Boyd, who has served as the senior pastor at New Life since 2007, concurred, noting that there's no escaping the consumerist tendency, as it's a human problem.

"Pastors are prone to measuring the wrong metrics," Boyd said, nothing that it's impossible to measure everything as so much of the work of Jesus is "hidden."

When New Life puts on an event and thousands of people flood into the building "it feeds a part of my soul that's not good for me. It's not good for my humanity and it's certainly not good for my discipleship," he added.

"Having the building full of people is not the end goal."

Boyd went on to say that pastors can often feel this "moment of success" that feeds their egos in an unhealthy way when a lot of people are in a room collectively, and megachurches in particular are prone to having events and "the big thing."

Brady Boyd is senior pastor of New Life Church in Colorado Springs, Colorado.
Brady Boyd is senior pastor of New Life Church in Colorado Springs, Colorado.

He recounted that he once hosted a comedian who had come in town and tickets for the event were sold out. Around that same time he had two nights of prophetic prayer ministry and around 800 people attended. The prayer ministry was free, whereas they had to pay to come see the comedian, he noted. The point being, filling the building is not the point.

As the same time, he said, "I think we're way too controlling of the process when we need to trust our congregation to not be consumers."

Boyd also emphasized the importance of establishing connection points so people can serve.

Arndt mentioned that at Bloom they wrestled against the "hubris" that came with doing church unconventionally; they fought the notion that they were somehow the most authentic expression of the faith.

"We had to say, 'Hey guys, there's actually only one Holy Catholic and Apostolic Church and we're sort of part of it with all of our flaws too. So let's stop with the 'What if we were the first Christians kind of thing.' And let's stop with all of that language.'"

They also had to learn to stop viewing the megachurch as this evil thing, he added.

At Bloom they liked to say they were "lightweight and low maintenance." And then one day we realized that such a phrase had become an excuse to not do the things that genuinely help people.

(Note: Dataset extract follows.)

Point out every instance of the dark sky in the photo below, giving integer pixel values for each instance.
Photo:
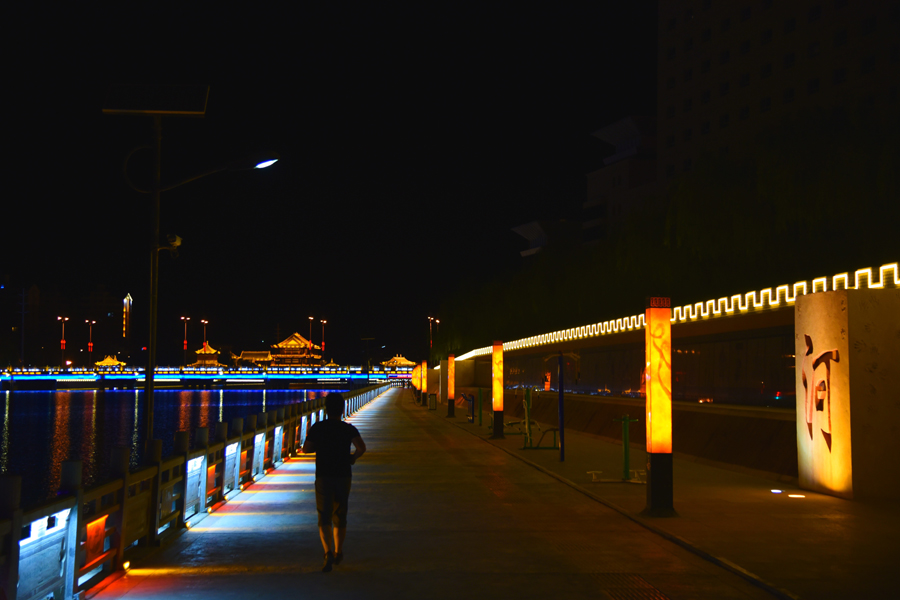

Packiam's downtown campus of New Life Church originally catered to disaffected evangelicals, some of whom thought of themselves as "proud post-evangelicals" who were tired of the seemingly endless number of church programs.

But then his church grew, and it changed to meet new needs.

"This is tension is every church: the tension between simplicity and hospitality," Packiam said.

"There's a point at which simplicity becomes inhospitable, and you're not really prepared for new people," and not prepared to help them, he said.

None of these struggles are particularly new, the pastors concluded at the end of the episode, recalling how when Peter preached in the Upper Room in the book of Acts, lots of people received Christ. When that happened, they were beset with administration and organizational issues and other things they hadn't had to deal with before, they noted.

"I think there's a lot of self-righteous behavior in the Church, and I think we're coming to a good place in American culture where we had better start working together or we are going to die alone," Boyd said.

"And the Church had better start finding common ground."